Ia mengatakan, siapa pun yang berani menentang rezim Putin dan dalam bahaya besar dapat mengajukan permohonan suaka dengan alasan penganiayaan politik. Namun dia juga menyebutkan bahwa suaka politik tidak secara otomatis diberikan.  Pelamar juga harus menjalani pemeriksaan keamanan terlebih dahulu. 

Menteri Dalam Negeri Jerman Faeser. (Sean Gallup/Getty Images)

Finlandia Mempertimbangkan Melarang Masuknya Warga Rusia

Setelah invasi Rusia ke Ukraina menyebabkan negara-negara Barat menutup perbatasan dan wilayah udara mereka ke Rusia.  Meski demikian,  perbatasan darat Finlandia tetap menjadi salah satu dari sedikit titik masuk bagi orang Rusia ke Eropa.

Perdana Menteri Finlandia Sanna Marin mengatakan, pemerintah sudah menilai risiko yang ditimbulkan oleh orang-orang Rusia yang melewati Finlandia. Ia mempertimbangkan cara untuk mengurangi penyeberangan orang Rusia secara signifikan.

Marin berkata : “Kehendak pemerintah sangat jelas. Kami percaya perlu untuk berhenti mengizinkan orang-orang Rusia mengunjungi (ke Finlandia) dan transit melalui Finlandia. Setelah berita  (21 September), saya pikir situasinya perlu diperbaiki dan dievaluasi ulang.”

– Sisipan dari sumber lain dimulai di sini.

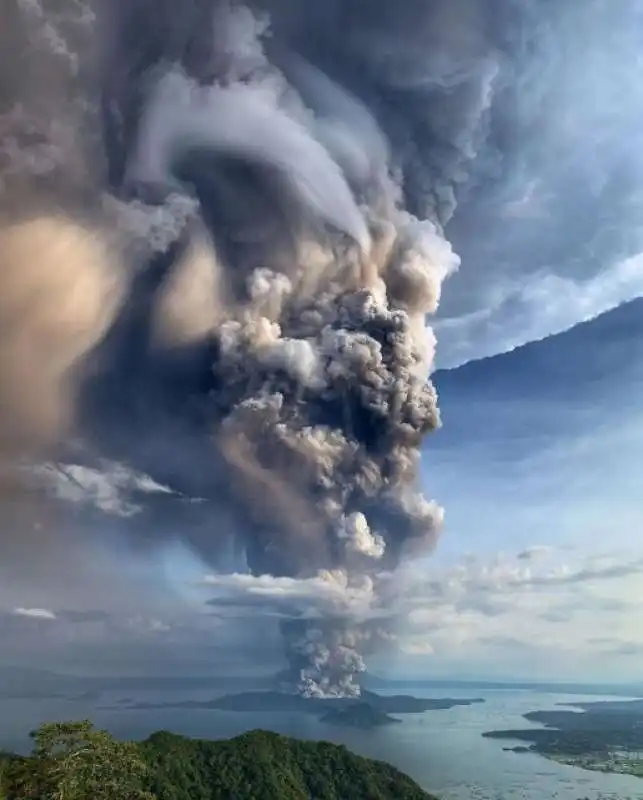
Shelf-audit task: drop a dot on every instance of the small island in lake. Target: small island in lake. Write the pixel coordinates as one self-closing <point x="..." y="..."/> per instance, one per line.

Finlandia secara signifikan mengurangi visa yang dikeluarkan untuk warga Rusia sejak 1 September.

Perdana Menteri Finlandia Marin. (FREDERICK FLORIN/AFP via Getty Images)

Negara-negara Baltik Tak Menawarkan Suaka kepada Warga Rusia yang Kabur dari Wajib Militer

Estonia, Latvia, Lithuania, dan Polandia secara resmi melarang semua warga negara Rusia yang memegang visa Schengen jangka pendek memasuki negara itu sejak 19 September. 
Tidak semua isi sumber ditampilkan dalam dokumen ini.